A proverbial breath of fresh air is seen in Clause 14 of the Bill which no longer criminalizes a civilian’s failure to produce an identity document when asked by a police officer. The clause is less menacing and it gives a person seven (7) days to produce an identity document at a police station when one fails to produce one upon request by a police officer. Contrariwise, a law which permits the police to arbitrarily stop people and demand their identity documents is unconstitutional because it impedes on the right to freedom of movement. Section 14 of the Bill contains this provision.

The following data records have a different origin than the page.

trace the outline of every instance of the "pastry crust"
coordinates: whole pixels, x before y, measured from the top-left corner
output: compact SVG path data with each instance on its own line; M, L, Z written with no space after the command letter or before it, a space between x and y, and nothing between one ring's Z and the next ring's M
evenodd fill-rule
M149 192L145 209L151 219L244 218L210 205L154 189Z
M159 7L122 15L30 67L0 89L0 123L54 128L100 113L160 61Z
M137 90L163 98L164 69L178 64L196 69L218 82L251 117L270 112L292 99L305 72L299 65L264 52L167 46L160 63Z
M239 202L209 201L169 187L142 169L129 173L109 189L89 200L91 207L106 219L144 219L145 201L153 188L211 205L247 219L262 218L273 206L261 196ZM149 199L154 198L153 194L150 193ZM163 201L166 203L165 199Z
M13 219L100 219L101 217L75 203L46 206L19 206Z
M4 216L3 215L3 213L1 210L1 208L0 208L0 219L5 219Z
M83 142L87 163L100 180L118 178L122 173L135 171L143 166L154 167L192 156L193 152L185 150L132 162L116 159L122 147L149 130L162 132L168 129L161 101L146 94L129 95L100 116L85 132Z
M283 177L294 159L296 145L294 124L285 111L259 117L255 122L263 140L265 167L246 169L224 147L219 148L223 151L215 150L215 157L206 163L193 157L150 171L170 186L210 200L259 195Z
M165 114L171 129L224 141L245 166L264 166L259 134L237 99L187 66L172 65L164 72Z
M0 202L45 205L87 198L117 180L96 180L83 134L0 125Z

Last but not least, section 18 of the Bill cures the constitutional malady in section 37 of POSA by taking away from the Minister of Defence the power to deploy troops to assist the police in quelling public unrest. It restores such power to the President. The section is now intra-vires of section 213 of the Constitution. Further, and in harmony with section 214 of the Constitution, President is indulged to inform Parliament within seven days after deploying the Defence Forces to restore public order.
It is apparent the POSA is very much alive albeit with a different name. MOPA is just as undemocratic as POSA. The amendments are tantamount to applying lipstick to a baboon. In my view, MOPA or POSA should have no space in a democratic narrative. The common law offences pertaining to incitement of violence sufficiently cover the needs of public order relating to freedom of expression. There is clearly a need to remove or substantially overhaul all POSA
and/or MOPA and all other repressive and undemocratic legislation interfering with freedom of assembly and freedom of speech.
There is also a pressing need for a return to impartial policing which will require a radical a change in the ethos of the police. The police force must become a force that performs its duties fairly and professionally. They must no longer apply or misapply the law so as to destroy the democratic right to freedom of assembly and speech.